Vector vs. Loop, Beta-Binomial

Stan Community,

I wrote this Stan code using loops. Where can I use a vector syntax to avoid some of these loops? Thanks for the instruction. Other style tips are welcomed, too.

For context, I have participants, and those repeat for each geography variable (max_geography is the number of unique geography values).

Participants are measured on a binomial outcome, so I’m interested in the success counts “s” out of “n_count” trails modeled by the probability of success theta.

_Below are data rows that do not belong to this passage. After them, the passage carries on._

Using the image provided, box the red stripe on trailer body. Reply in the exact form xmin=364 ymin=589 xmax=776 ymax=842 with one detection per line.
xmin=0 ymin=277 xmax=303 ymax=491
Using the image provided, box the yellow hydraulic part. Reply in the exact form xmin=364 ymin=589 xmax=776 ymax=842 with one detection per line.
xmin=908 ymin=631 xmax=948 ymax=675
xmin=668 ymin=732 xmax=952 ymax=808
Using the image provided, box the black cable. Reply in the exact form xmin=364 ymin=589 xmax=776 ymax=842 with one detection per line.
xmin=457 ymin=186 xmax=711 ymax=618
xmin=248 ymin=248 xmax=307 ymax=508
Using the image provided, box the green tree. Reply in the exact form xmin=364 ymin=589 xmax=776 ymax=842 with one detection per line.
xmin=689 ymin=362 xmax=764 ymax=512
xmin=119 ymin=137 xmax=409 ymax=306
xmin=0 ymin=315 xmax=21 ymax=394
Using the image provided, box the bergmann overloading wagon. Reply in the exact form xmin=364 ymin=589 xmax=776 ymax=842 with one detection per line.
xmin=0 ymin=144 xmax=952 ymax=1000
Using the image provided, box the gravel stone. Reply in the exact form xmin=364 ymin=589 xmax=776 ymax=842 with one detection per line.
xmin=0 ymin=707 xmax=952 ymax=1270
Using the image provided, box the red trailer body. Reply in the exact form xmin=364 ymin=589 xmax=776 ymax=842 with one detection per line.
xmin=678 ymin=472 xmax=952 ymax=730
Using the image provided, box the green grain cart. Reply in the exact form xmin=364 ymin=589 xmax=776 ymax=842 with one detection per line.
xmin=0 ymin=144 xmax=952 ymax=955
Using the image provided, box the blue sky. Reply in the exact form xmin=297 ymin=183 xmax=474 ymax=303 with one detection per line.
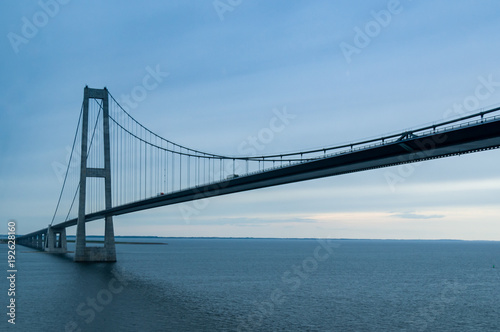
xmin=0 ymin=0 xmax=500 ymax=240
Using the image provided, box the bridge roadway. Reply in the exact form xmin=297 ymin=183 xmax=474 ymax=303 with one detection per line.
xmin=23 ymin=108 xmax=500 ymax=237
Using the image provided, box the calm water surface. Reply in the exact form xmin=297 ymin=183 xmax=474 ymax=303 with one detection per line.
xmin=0 ymin=239 xmax=500 ymax=331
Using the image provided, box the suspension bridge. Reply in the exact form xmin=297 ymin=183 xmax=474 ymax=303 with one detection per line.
xmin=17 ymin=87 xmax=500 ymax=262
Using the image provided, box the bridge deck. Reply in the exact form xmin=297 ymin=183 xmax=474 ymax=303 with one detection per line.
xmin=18 ymin=113 xmax=500 ymax=236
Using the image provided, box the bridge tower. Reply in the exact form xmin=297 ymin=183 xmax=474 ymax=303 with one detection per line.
xmin=74 ymin=86 xmax=116 ymax=262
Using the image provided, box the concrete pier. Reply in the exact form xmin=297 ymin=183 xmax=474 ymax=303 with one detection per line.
xmin=74 ymin=87 xmax=116 ymax=262
xmin=45 ymin=226 xmax=68 ymax=254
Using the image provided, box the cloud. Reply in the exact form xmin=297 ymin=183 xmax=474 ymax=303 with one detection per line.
xmin=391 ymin=212 xmax=445 ymax=219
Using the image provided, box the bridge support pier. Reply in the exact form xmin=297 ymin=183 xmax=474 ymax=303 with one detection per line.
xmin=74 ymin=87 xmax=116 ymax=262
xmin=45 ymin=226 xmax=68 ymax=254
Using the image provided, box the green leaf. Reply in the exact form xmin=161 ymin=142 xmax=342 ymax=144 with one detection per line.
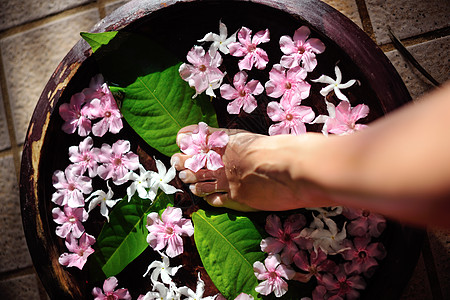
xmin=192 ymin=210 xmax=265 ymax=299
xmin=92 ymin=192 xmax=173 ymax=277
xmin=80 ymin=31 xmax=118 ymax=53
xmin=89 ymin=32 xmax=218 ymax=156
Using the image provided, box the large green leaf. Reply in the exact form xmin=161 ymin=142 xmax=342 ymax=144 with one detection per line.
xmin=86 ymin=32 xmax=218 ymax=156
xmin=93 ymin=192 xmax=173 ymax=277
xmin=192 ymin=210 xmax=265 ymax=299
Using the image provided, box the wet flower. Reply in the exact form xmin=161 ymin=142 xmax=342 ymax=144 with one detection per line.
xmin=92 ymin=276 xmax=131 ymax=300
xmin=97 ymin=140 xmax=139 ymax=184
xmin=253 ymin=254 xmax=295 ymax=297
xmin=52 ymin=205 xmax=89 ymax=238
xmin=311 ymin=66 xmax=356 ymax=101
xmin=86 ymin=182 xmax=122 ymax=222
xmin=341 ymin=237 xmax=386 ymax=275
xmin=147 ymin=206 xmax=194 ymax=257
xmin=265 ymin=64 xmax=311 ymax=104
xmin=180 ymin=122 xmax=229 ymax=172
xmin=178 ymin=46 xmax=224 ymax=98
xmin=220 ymin=71 xmax=264 ymax=115
xmin=197 ymin=21 xmax=236 ymax=56
xmin=58 ymin=233 xmax=95 ymax=270
xmin=267 ymin=101 xmax=314 ymax=135
xmin=143 ymin=251 xmax=181 ymax=284
xmin=280 ymin=26 xmax=325 ymax=72
xmin=342 ymin=207 xmax=386 ymax=237
xmin=261 ymin=214 xmax=306 ymax=264
xmin=69 ymin=136 xmax=100 ymax=178
xmin=228 ymin=27 xmax=270 ymax=71
xmin=52 ymin=165 xmax=92 ymax=208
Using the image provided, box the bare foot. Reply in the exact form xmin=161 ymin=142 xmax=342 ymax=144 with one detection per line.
xmin=171 ymin=125 xmax=332 ymax=211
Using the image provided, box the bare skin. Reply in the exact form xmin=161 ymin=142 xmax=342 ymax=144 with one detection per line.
xmin=172 ymin=84 xmax=450 ymax=227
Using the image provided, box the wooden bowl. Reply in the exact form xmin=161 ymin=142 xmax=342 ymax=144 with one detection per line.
xmin=20 ymin=0 xmax=423 ymax=299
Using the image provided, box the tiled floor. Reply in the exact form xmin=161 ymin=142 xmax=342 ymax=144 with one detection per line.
xmin=0 ymin=0 xmax=450 ymax=300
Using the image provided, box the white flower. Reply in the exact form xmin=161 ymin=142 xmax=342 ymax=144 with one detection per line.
xmin=86 ymin=181 xmax=121 ymax=222
xmin=125 ymin=165 xmax=152 ymax=202
xmin=198 ymin=21 xmax=236 ymax=56
xmin=311 ymin=66 xmax=356 ymax=101
xmin=178 ymin=273 xmax=217 ymax=300
xmin=148 ymin=160 xmax=182 ymax=200
xmin=143 ymin=251 xmax=181 ymax=284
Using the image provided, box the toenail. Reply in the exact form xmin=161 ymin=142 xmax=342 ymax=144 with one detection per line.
xmin=178 ymin=171 xmax=187 ymax=181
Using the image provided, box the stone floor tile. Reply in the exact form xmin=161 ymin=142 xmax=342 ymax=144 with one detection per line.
xmin=0 ymin=155 xmax=31 ymax=274
xmin=366 ymin=0 xmax=450 ymax=44
xmin=322 ymin=0 xmax=362 ymax=28
xmin=386 ymin=36 xmax=450 ymax=98
xmin=428 ymin=229 xmax=450 ymax=299
xmin=400 ymin=254 xmax=433 ymax=300
xmin=0 ymin=86 xmax=11 ymax=151
xmin=0 ymin=274 xmax=40 ymax=300
xmin=0 ymin=0 xmax=95 ymax=31
xmin=0 ymin=9 xmax=99 ymax=143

I modeled a hierarchical beta distribution of participants’ thetas within each geography. I’m interested in the mean and standard deviation of each geography’s beta distribution.

data {
  int <lower = 0> N;
  int <lower = 0> max_geography;
  array[N] int <lower = 0> geo;
  array[N] int <lower = 0> n_count;
  array[N] int <lower = 0> s;
}

parameters {
  array[N] real <lower = 0, upper = 1> theta;
  array[max_geography] real <lower = 0> alpha;
  array[max_geography] real <lower = 0> beta;
}

transformed parameters {
  array[max_geography] real beta_mu;
  array[max_geography] real <lower = 0> beta_sigma;
  
  for(i in 1:max_geography){
    beta_mu[i] = alpha[i]/(alpha[i] + beta[i]);
    beta_sigma[i] = sqrt((alpha[i] * beta[i]) / ((alpha[i] + beta[i]) * (alpha[i] + beta[i]) * (1 + alpha[i] + beta[i])));
  }
}

model {
  for(i in 1:max_geography){
    alpha[i] ~ exponential(0.1);
    beta[i]  ~ exponential(0.1);
  }
  
  for(n in 1:N) {
    theta[n] ~ beta(2, 3);
  }
  
  for(n in 1:N) {
    s[n] ~ binomial(n_count[n], theta[n]);
  }
  
  for(n in 1:N){
    theta[n] ~ beta(alpha[geo[n]], beta[geo[n]]);
  }
}

generated quantities {
  array[max_geography] real theta_rep;
  
  for(i in 1:max_geography) {
    theta_rep[i] = beta_rng(alpha[i], beta[i]);
  }
}
data {
 int <lower = 0> N;
 int <lower = 0> max_geography;
 array[N] int <lower = 0> geo;
 array[N] int <lower = 0> n_count;
 array[N] int <lower = 0> s;
}

parameters {
 vector<lower =0, upper = 1>[N] real theta;
 vector<lower = 0>[max_geography] real alpha;
 vector<lower = 0>[max_geography] real beta;
}

transformed parameters {
 vector[max_geography] real beta_mu;
 vector<lower = 0>[max_geography] real beta_sigma;

 beta_mu = alpha./(alpha+beta);
 beta_sigma = sqrt((alpha.*beta)./((alpha+beta).*(alpha+beta).*(1+alpha+beta)));
}

model {
 alpha ~ exponential(0.1);
 beta ~ exponential(0.1);
 theta ~ beta(2, 3);

 for(n in 1:N) {
  s[n] ~ binomial(n_count[n],theta[n]);
 }
}

generated quantities {
 vector[max_geography] real theta_rep;

 theta_rep = beta_rng(alpha,beta);
}

I believe this should work. You had two definitions for how the theta parameters are determined, so I went with the first one. If you go with the second, I believe you would need to keep it as a for loop because geo is an integer array. In that case:

model {
 alpha ~ exponential(0.1);
 beta ~ exponential(0.1);

 for(n in 1:N) {
  theta[n] ~ beta(alpha[geo[n]],beta[geo[n]]);
  s[n] ~ binomial(n_count[n],theta[n]);
 }
}
1 Like